Vimes sighed, and looked down at the pages of scrawl in his notebook, under the heading: UBERWALD. He wasn’t strictly aware of it, but he treated even geography as if he was investigating a crime (Did you see who carved out the valley? Would you recognize that glacier if you saw it again?).
“I’m going to make a lot of mistakes, Cheery,” he said.
“I shouldn’t worry about that, sir. Humans always do. But most dwarfs can spot if you’re trying not to make them.”
“Are you sure you don’t mind coming?”
“Got to face it sooner or later, sir.”
Vimes shook his head sadly.
“I don’t get it, Cheery. There’s all this fuss about a female dwarf trying to act like, like—”
“A lady, sir?”
“Right, and yet no one says anything about Carrot being called a dwarf, but he’s a human—”

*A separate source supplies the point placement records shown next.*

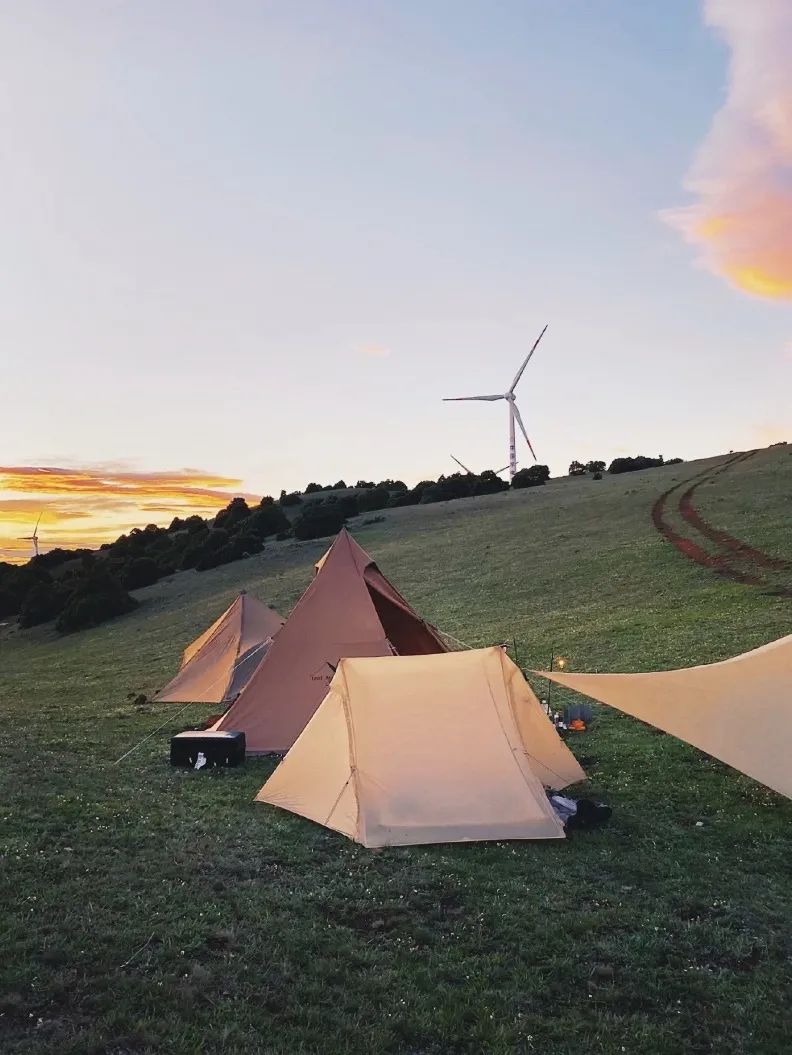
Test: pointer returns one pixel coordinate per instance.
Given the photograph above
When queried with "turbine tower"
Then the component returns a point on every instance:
(514, 413)
(33, 538)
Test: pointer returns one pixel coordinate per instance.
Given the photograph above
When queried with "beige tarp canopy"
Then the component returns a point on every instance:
(738, 711)
(349, 610)
(217, 666)
(427, 749)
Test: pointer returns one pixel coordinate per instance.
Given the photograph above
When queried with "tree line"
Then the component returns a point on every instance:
(83, 588)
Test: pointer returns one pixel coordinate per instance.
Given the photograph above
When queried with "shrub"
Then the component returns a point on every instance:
(245, 543)
(195, 524)
(235, 511)
(96, 597)
(267, 519)
(373, 498)
(404, 498)
(430, 494)
(349, 505)
(42, 602)
(488, 483)
(139, 572)
(319, 521)
(633, 464)
(192, 552)
(292, 498)
(534, 476)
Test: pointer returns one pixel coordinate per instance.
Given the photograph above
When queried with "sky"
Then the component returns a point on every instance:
(249, 245)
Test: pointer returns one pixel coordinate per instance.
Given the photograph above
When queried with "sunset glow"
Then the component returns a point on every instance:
(741, 219)
(88, 506)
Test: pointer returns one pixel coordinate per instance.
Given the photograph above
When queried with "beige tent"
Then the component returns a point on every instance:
(349, 610)
(427, 749)
(217, 666)
(738, 711)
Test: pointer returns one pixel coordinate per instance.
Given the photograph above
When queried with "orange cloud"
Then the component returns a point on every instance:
(741, 179)
(87, 506)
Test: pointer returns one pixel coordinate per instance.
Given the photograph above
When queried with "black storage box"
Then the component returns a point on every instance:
(218, 748)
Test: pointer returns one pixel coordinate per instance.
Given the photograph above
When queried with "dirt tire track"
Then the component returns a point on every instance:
(726, 541)
(736, 549)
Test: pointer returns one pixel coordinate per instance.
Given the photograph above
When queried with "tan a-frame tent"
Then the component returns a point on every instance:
(349, 610)
(738, 711)
(217, 666)
(427, 749)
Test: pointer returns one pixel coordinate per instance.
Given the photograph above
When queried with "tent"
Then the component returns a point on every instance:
(738, 711)
(427, 749)
(349, 610)
(217, 666)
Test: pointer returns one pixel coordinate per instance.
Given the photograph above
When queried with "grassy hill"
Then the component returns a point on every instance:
(150, 909)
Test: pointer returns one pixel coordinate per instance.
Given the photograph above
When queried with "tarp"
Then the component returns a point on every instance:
(348, 610)
(427, 749)
(218, 664)
(738, 711)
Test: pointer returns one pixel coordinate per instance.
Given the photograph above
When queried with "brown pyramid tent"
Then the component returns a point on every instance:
(217, 666)
(349, 610)
(427, 749)
(738, 711)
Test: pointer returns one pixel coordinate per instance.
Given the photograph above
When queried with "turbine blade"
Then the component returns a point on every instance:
(527, 359)
(522, 429)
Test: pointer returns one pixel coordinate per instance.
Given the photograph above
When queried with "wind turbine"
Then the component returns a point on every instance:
(33, 538)
(514, 413)
(471, 472)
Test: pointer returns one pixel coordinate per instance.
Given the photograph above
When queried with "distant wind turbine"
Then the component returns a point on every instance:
(514, 413)
(33, 538)
(470, 471)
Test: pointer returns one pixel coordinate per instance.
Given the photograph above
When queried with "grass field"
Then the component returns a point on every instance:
(148, 909)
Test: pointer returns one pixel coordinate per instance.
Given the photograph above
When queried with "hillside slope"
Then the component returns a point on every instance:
(150, 909)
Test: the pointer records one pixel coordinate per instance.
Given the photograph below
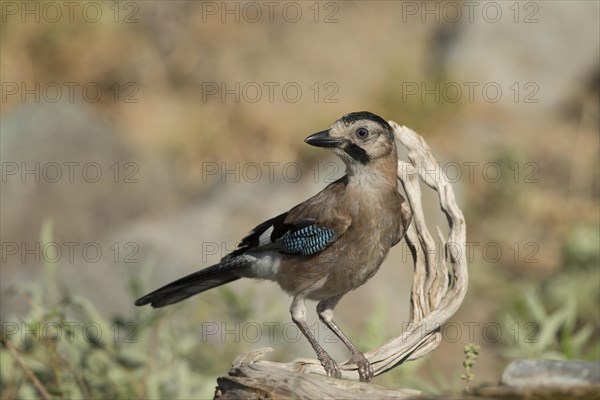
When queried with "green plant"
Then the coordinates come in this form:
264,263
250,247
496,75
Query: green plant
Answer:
471,351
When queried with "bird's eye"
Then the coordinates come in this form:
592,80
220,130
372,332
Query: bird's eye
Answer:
362,133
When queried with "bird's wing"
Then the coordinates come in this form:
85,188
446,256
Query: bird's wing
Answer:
306,229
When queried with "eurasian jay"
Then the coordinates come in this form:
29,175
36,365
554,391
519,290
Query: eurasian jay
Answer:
326,246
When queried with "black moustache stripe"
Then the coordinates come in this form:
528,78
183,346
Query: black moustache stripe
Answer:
358,153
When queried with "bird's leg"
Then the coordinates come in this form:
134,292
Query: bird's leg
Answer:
325,311
298,311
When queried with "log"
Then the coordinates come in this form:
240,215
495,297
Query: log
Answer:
439,286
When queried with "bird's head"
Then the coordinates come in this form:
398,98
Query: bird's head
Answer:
358,138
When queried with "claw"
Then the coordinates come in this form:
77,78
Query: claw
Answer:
365,369
331,367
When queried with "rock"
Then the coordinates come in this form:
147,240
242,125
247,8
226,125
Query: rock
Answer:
550,373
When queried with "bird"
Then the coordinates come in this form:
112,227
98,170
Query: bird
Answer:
326,246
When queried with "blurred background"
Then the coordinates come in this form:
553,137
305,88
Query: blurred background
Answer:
141,140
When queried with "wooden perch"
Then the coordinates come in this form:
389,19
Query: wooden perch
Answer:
439,287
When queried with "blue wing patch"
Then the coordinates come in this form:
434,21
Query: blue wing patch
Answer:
306,241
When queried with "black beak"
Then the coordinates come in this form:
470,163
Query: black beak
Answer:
322,139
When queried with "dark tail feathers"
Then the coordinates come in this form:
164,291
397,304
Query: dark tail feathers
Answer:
190,285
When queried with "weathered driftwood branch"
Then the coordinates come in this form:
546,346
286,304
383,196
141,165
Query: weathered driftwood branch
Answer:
439,286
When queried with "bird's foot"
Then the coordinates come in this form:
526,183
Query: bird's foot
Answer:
331,367
365,369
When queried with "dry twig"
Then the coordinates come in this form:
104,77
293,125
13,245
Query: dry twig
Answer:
439,287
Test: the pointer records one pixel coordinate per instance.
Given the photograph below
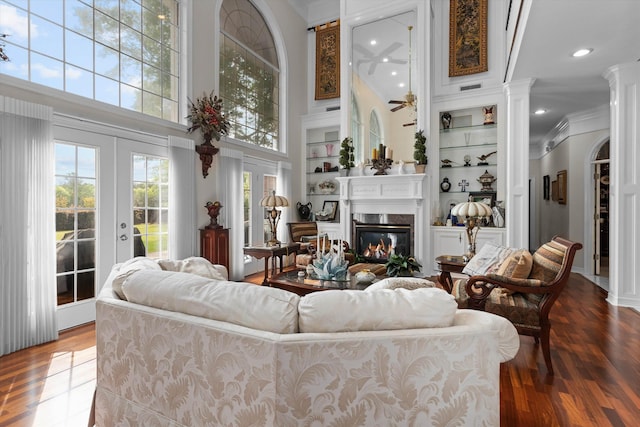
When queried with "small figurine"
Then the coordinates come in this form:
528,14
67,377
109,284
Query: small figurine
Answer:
213,209
488,115
446,120
484,157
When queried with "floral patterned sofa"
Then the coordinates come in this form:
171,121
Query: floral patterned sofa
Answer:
177,348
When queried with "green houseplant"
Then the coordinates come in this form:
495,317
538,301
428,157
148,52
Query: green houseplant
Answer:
346,159
402,265
420,151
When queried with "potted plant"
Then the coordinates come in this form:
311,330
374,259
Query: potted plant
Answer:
346,154
420,151
401,265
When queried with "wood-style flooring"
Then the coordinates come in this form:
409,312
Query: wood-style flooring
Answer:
595,349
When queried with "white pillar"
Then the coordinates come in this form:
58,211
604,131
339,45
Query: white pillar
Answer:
517,162
624,186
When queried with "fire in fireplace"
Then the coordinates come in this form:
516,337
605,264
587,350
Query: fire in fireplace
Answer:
376,242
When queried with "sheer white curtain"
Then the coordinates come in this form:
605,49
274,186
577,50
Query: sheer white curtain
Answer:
27,226
283,187
229,176
182,198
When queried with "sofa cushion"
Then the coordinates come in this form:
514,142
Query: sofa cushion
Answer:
196,265
245,304
487,260
384,309
400,282
128,268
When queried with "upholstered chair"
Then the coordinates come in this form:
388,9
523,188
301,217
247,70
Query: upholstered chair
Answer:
525,301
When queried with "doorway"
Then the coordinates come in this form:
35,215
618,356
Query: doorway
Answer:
601,212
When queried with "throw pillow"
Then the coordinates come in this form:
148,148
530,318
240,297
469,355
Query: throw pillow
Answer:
516,266
383,309
401,282
487,260
128,268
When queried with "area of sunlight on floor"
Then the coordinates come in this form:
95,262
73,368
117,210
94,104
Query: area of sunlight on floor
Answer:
75,373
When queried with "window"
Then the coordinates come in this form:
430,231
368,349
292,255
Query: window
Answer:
75,222
150,206
123,53
249,75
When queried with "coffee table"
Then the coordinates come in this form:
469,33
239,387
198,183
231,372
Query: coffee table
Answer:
272,252
290,281
449,264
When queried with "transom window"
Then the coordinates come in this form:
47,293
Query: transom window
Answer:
123,53
249,75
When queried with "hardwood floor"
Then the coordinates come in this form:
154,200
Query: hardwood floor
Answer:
595,349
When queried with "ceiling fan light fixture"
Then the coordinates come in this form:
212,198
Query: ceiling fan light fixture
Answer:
581,52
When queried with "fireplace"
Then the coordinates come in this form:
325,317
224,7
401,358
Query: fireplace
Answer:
376,242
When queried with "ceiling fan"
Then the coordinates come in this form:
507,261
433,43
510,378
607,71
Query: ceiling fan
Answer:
410,99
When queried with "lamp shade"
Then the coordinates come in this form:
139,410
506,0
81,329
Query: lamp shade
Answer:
471,210
273,201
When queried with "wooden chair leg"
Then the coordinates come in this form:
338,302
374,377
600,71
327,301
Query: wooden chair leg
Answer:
546,351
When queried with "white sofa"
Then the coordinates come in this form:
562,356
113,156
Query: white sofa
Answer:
157,365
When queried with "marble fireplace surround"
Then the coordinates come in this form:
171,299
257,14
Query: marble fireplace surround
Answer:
388,195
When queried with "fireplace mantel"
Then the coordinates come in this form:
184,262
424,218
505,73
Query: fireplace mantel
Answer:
388,194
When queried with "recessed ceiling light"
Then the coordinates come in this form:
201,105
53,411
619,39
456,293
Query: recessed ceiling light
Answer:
581,52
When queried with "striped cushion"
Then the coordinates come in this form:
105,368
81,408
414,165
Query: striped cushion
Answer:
547,261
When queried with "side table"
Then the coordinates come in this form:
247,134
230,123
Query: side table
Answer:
449,264
272,252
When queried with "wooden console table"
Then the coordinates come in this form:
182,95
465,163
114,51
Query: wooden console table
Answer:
449,264
272,252
214,245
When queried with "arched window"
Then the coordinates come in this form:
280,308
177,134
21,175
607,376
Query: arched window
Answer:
356,131
375,133
249,75
123,53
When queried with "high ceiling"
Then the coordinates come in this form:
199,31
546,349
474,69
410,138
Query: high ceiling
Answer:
552,31
564,84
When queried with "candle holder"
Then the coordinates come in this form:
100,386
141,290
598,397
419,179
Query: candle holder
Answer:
381,165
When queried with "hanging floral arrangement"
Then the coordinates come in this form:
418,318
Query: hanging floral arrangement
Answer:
206,114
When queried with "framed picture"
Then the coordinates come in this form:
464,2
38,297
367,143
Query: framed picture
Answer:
467,37
332,207
562,187
488,197
546,181
328,60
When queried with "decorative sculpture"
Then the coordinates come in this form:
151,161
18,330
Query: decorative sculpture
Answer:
213,209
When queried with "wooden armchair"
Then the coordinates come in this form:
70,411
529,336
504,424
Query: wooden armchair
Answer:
525,302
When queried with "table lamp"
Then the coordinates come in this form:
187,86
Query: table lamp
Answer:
271,202
471,211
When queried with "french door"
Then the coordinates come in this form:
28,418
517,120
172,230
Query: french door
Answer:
259,179
111,205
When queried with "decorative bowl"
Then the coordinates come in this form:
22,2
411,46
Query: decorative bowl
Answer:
326,187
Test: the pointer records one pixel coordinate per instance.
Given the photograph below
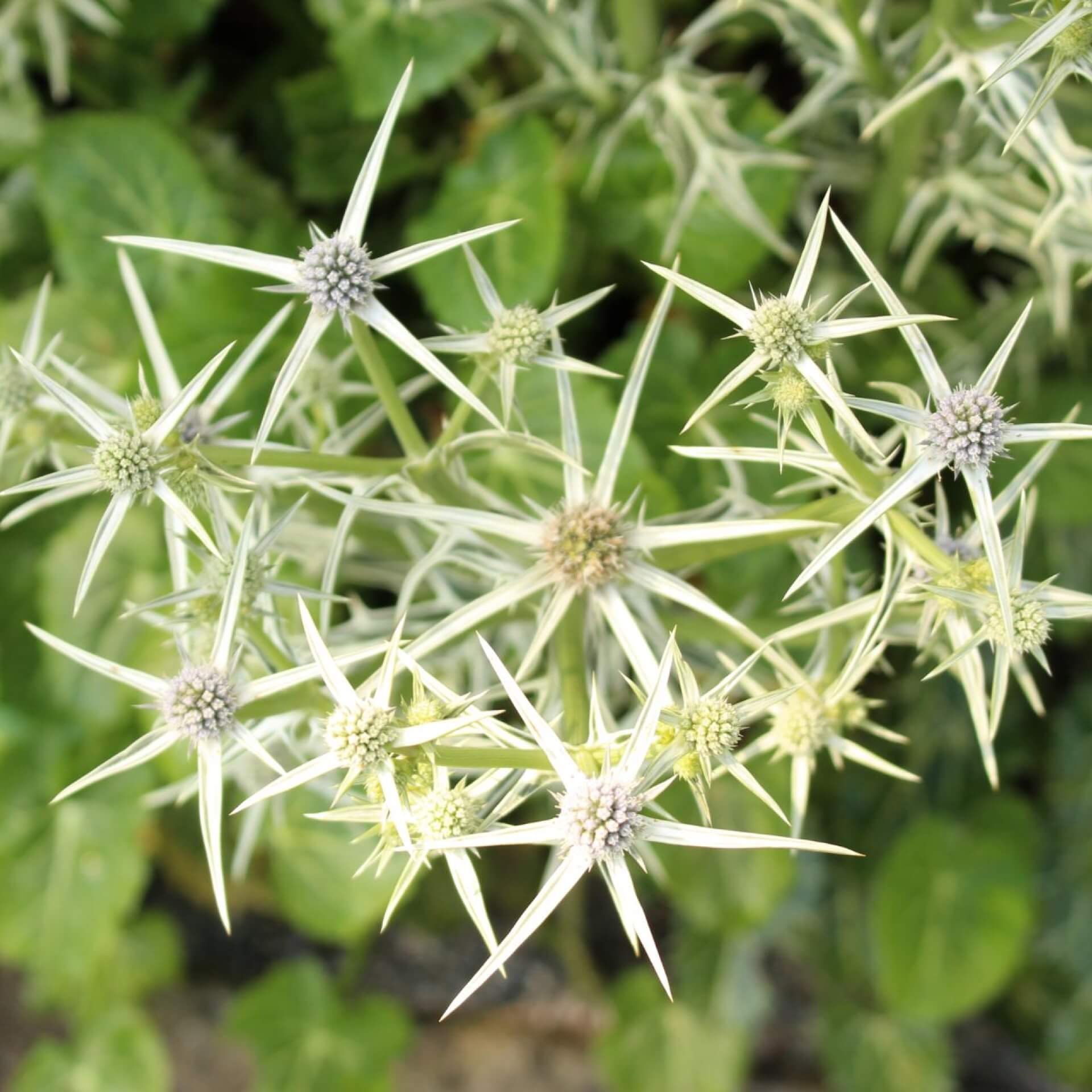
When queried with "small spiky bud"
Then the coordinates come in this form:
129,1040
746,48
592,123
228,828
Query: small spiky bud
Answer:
1075,41
1031,629
200,702
518,336
790,390
586,545
447,813
801,724
16,388
125,462
359,735
710,727
337,274
780,329
601,818
968,428
146,411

“No, sir. Like he says, he’s a dwarf. He was adopted by dwarfs, he’s performed the Y’grad, he observes the j’kargra insofar as that’s possible in a city. He’s a dwarf.”
“He’s six foot high!”
“He’s a tall dwarf, sir. We don’t mind if he wants to be a human as well. Not even the drudak’ak would have a problem with that.”
“I’m running out of cough drops here, Cheery. What was that?”
“Look, sir, most of the dwarfs here are…well, I suppose you’d call them liberal, sir. They’re mainly from the mountains behind Copperhead, you know? They get along with humans. Some of them even acknowledge that…they’ve got daughters, sir. But some of the more…old-fashioned…Uberwald dwarfs haven’t gotten out so much. They still act as if B’hrian Bloodaxe were still alive. That’s why we call them drudak’ak.”
Vimes had a go, but he knew that to really speak Dwarfish you needed a lifetime’s study and, if at all possible, a serious throat infection.
“…‘above ground’…‘they negatively’…” he faltered.
“‘They do not get out in the fresh air enough,’” Cheery supplied.
“Ah, right. And everyone thought the new king was going to be one of these?”